6 of 6 people found the following review helpful
5.0 out of 5 stars A fantastic & beautiful insight into a hidden world. Dec 20 2001
By T. J. Bacon - Published on Amazon.com
Format:Hardcover
Fraleigh's book is a hidden gem in the search for documentation regarding Butoh. When recently trying to research the subject for a performance art project I found myself confronted with the task of gaining access to this impentratable medium; There is not a lack to discover, just merely a lack to provide.
"Dancing Into Darkness," acts as both journal to Fraleigh's personal descovery of Butoh and also the relationship that the medium has today (for some of artists) with Zen - which ultimately results in her internal descovery - an experience, that as a reader, is overwhelmingly beautiful on ocassion.
The text also acts as a kickoff point in understanding the conceptulization of the movement and gives reference to the facts and exploration of these to a certain point. Chapters are headed by instances of caligraphy and haiku, which perfectly set mood and pace.
The only negative criticism that one may have is that in terms of pure research, though this does provide the necessary spiritulaism that one needs in understanding the peice, it lacks the essay like critques that some may desire for their own work.
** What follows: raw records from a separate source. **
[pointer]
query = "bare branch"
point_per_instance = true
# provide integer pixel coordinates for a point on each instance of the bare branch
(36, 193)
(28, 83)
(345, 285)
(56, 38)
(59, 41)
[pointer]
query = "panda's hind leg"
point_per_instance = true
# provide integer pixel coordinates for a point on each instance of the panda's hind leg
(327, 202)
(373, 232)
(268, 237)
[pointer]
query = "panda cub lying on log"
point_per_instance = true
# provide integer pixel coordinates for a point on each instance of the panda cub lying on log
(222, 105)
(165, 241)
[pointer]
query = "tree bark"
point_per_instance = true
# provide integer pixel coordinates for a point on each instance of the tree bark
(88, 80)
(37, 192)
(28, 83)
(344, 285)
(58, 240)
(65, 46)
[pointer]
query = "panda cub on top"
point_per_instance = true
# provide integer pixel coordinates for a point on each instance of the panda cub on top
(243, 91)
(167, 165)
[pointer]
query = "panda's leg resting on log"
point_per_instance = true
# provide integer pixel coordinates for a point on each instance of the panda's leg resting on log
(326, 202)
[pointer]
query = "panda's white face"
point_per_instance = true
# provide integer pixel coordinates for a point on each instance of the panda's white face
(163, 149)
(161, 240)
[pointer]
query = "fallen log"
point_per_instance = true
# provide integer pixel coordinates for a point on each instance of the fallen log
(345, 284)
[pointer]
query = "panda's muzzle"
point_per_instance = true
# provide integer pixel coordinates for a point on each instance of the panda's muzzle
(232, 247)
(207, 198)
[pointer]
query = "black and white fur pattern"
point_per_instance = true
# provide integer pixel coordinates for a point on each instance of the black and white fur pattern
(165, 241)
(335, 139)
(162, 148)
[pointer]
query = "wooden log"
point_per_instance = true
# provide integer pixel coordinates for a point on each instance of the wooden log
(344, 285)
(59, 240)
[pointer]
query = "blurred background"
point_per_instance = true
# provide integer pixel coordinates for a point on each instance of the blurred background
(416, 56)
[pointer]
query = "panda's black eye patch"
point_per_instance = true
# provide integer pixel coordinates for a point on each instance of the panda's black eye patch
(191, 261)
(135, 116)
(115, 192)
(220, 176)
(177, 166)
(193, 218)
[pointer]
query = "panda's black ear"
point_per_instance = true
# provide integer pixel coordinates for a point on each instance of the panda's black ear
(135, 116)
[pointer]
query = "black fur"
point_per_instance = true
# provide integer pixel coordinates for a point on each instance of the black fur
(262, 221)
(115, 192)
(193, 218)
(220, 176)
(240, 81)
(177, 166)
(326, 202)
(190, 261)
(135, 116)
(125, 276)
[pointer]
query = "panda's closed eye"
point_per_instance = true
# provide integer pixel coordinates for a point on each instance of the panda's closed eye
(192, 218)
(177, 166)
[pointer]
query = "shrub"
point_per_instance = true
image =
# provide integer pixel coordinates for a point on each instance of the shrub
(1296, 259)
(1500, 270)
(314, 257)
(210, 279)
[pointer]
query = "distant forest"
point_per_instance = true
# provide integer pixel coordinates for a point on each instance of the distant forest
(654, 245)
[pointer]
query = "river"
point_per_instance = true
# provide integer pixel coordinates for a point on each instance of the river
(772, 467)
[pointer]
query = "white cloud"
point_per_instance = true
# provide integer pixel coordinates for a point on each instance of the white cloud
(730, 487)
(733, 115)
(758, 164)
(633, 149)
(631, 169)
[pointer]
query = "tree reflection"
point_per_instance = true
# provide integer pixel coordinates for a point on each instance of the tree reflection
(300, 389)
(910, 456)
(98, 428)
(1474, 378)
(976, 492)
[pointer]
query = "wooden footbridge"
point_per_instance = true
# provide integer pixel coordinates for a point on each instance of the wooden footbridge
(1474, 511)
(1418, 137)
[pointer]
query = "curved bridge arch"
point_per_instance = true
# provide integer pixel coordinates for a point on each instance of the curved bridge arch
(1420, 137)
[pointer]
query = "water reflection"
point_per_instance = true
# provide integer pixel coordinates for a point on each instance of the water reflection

Either way this is a book that should suit all, purerists, intellectuals, newcomers and those seeking the spiritual.
5 of 5 people found the following review helpful
4.0 out of 5 stars An individualistic account of that evasive form known as butoh. Oct 25 2007
By Samantha Mehra - Published on Amazon.com
Format:Hardcover
Butoh is a dance 'genre' that, for the most part, is hard to pin down into a digestible definition. Perhaps that is the beauty of it, perhaps the nature of it. Butoh, one could say, evades definition and just 'is'.
Fraleigh's book takes this quality account; in the form of diary entries and snapshots of classes and performances, Fraleigh writes from a personal place, describing events and ideas of her own while providing some kind of context for Butoh's background, variability, and poetry. I was particularly interested in her exploration of the way butoh explores/uses the feminine principle.
I suggest this book for those who have grown tired of reading purely academic journal articles or textbooks. Fraleigh is a dance scholar and and thus, an academic, but writes this particular book in a way that it is both beautiful and readable. She gives us a good sense of what butoh involves, but also humbly acknowledges her position as someone writing from a Western perspective.